Our evaluation proposal includes the following key components:For the full text, click here, and scroll down the right hand column to "Additional Resources."
First, every state should adopt basic professional teaching standards that districts can augment to meet specific community needs. Standards should spell out what teachers should know and be able to do. How else can we determine whether a teacher is performing as she should?
Standards for Assessing Teacher Practice
Second, to assess how well teachers meet these standards, multiple means of evaluation should be used, because teaching requires multiple skills and involves several kinds of work.

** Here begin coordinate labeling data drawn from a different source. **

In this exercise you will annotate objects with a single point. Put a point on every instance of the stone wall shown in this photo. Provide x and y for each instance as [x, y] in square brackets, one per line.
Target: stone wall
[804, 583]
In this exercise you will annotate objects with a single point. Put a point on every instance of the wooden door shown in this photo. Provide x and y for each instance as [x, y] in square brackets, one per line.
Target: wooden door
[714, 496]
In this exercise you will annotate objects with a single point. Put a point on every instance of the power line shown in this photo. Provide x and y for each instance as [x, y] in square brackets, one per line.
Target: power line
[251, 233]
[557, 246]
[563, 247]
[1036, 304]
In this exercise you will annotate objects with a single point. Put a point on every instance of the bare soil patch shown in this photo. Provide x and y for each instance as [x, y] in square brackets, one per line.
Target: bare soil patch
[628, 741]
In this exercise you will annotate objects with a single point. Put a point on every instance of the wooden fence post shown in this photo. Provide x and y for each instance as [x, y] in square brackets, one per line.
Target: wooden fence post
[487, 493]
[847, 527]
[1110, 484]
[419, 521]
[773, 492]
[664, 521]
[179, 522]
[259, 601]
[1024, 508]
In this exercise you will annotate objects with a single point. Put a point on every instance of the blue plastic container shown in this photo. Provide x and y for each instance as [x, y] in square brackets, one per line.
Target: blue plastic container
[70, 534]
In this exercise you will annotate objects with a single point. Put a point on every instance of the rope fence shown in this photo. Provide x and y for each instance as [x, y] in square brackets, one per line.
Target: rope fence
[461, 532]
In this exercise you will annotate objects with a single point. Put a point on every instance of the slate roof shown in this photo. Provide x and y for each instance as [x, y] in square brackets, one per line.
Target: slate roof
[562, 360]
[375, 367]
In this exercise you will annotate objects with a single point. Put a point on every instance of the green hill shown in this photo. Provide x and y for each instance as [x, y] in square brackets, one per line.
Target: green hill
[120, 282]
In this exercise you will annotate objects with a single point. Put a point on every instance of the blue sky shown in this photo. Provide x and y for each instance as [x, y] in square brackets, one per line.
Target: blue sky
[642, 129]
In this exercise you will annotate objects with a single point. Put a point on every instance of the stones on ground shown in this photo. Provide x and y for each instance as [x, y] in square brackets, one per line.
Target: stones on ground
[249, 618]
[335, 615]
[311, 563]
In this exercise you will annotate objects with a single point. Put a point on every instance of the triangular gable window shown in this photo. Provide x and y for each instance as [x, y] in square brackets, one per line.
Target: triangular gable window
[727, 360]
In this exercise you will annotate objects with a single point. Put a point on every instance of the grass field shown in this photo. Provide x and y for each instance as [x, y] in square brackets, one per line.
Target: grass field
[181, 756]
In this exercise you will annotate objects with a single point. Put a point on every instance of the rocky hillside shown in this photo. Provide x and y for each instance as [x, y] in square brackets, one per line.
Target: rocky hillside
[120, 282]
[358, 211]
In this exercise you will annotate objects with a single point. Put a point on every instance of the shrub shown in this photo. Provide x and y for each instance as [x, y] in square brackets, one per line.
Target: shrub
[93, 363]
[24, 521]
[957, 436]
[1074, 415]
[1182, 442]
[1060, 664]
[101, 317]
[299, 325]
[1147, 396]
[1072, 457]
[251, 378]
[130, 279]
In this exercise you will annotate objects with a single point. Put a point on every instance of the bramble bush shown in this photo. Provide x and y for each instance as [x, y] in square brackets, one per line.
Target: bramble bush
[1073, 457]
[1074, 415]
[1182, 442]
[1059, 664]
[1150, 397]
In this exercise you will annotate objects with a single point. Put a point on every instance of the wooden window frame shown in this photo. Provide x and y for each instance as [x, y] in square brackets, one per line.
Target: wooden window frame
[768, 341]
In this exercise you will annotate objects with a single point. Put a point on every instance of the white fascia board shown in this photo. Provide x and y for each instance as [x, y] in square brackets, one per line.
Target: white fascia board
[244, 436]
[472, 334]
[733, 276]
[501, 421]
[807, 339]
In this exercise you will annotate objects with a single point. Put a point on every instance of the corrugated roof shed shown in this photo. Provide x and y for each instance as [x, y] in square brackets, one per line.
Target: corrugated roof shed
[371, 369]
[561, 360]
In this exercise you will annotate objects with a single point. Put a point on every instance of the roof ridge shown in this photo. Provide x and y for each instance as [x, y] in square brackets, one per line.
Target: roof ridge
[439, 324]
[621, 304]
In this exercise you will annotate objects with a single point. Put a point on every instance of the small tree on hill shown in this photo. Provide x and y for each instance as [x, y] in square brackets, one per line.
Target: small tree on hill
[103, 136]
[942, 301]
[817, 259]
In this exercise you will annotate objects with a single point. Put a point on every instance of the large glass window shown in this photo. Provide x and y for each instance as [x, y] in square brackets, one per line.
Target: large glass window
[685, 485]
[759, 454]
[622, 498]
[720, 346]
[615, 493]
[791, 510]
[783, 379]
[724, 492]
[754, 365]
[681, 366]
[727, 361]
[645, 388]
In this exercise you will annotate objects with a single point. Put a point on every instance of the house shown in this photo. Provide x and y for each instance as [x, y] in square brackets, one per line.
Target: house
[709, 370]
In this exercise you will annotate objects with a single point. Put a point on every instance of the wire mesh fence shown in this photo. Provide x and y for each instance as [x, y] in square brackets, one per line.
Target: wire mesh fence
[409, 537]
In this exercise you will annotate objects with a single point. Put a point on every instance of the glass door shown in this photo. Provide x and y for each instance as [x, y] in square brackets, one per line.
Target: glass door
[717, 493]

Classroom observations, self-evaluations, portfolio reviews, appraisal of lesson plans, and all the other tools we use to measure student learning—written work, performances, presentations and projects—should also be considered in these evaluations. Student test scores based on valid and reliable assessments should ALSO be considered—NOT by comparing the scores of last year’s students with the scores of this year’s students, but by assessing whether a teacher’s students show real growth while in his classroom.
Next, implementation benchmarks must be established, because even the best ideas do little more than gather dust if we don’t put them into action. Take California. It has long-standing but little-used professional standards. At the very least, principals and superintendents charged with implementing this new evaluation system need to take responsibility—and be held responsible—for making it work.
Systems of Support
Finally, because evaluation should help teachers improve throughout their careers, not just at the beginning, every district should have ways to support and nurture teacher growth. This includes solid induction, mentoring, ongoing professional development, and career opportunities that keep great teachers in the classroom.
Some quick thoughts on these ideas:
- "Assessing whether a teacher’s students show real growth while in his classroom" will require trusting educators to do most of the judging of that growth or using a lot of standardized testing to get teacher-free information.
- The notable sharp edge is in the statement "Principals and superintendents charged with implementing this new evaluation system need to take responsibility—and be held responsible—for making it work." Indeed. Writing policy is no substitute for actually implementing it.
- It's a clear outline of what a strong system needs to include.